By doing this, investigative journalists keep governments and businesses in check. This, in fact, might be one of the reasons for their gradual demise…..stepping on the toes of the “too big to found guilty” corrupt entities.

Some important investigative journalism successes:

1971: The Pentagon Papers leaked and published by a military analyst named Daniel Ellsberg. He leaked a seven-thousand-page history of U.S.-Vietnam relations that had been prepared for internal use by the Pentagon.

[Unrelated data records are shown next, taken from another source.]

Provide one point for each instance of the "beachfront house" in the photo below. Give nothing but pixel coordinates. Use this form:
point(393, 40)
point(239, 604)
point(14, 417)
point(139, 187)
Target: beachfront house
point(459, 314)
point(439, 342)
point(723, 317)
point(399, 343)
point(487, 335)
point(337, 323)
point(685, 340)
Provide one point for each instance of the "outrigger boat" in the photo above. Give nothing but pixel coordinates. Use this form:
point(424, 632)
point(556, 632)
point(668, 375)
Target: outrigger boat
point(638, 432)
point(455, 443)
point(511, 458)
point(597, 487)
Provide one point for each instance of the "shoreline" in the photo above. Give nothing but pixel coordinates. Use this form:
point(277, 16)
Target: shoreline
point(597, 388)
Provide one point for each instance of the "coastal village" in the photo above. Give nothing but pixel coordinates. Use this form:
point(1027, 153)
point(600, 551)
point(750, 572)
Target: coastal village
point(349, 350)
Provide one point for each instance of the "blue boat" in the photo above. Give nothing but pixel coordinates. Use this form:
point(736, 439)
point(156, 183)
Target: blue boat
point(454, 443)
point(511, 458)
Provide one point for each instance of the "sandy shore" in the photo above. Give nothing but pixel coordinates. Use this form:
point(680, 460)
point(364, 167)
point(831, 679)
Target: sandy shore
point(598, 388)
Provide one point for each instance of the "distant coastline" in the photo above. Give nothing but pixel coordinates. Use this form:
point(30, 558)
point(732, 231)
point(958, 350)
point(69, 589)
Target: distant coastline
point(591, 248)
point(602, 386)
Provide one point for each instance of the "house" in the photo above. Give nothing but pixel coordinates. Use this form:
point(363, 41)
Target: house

2012: Charles Duhigg and his team’s Pulitzer’s prize winning research on The iEconomy….
As a direct result of the Times series: More than a million workers at the Chinese factories that make Apple’s iPhones and iPads got 25 percent raises. Their working conditions vastly improved after Apple’s supplier plants were opened to outside inspections for the first time.

2013: The Washington Post and The Guardian report on NSA surveillance

2014: Glenn Greenward and The Guardian team's work on the Edward Snowden whistle-blowing efforts. Their efforts also won the 2014 Pulitzer Prize for Public Service…
The most recent of these successes is the work of the International Consortium of Investigative Journalists publishing:

The Panama papers


A Giant Leak of Offshore Financial Records Exposing A Global Array of Crime and Corruption
Millions of documents showing how heads of state, criminals, and celebrities use secret hideaways in tax havens


Journalism isn't dying because it is in its nature. Journalism is dying because it is being murdered


One of the major conclusions of the 2016 report is that the media industry is dying. Profits are dwindling and companies are filing bankruptcy or being merged.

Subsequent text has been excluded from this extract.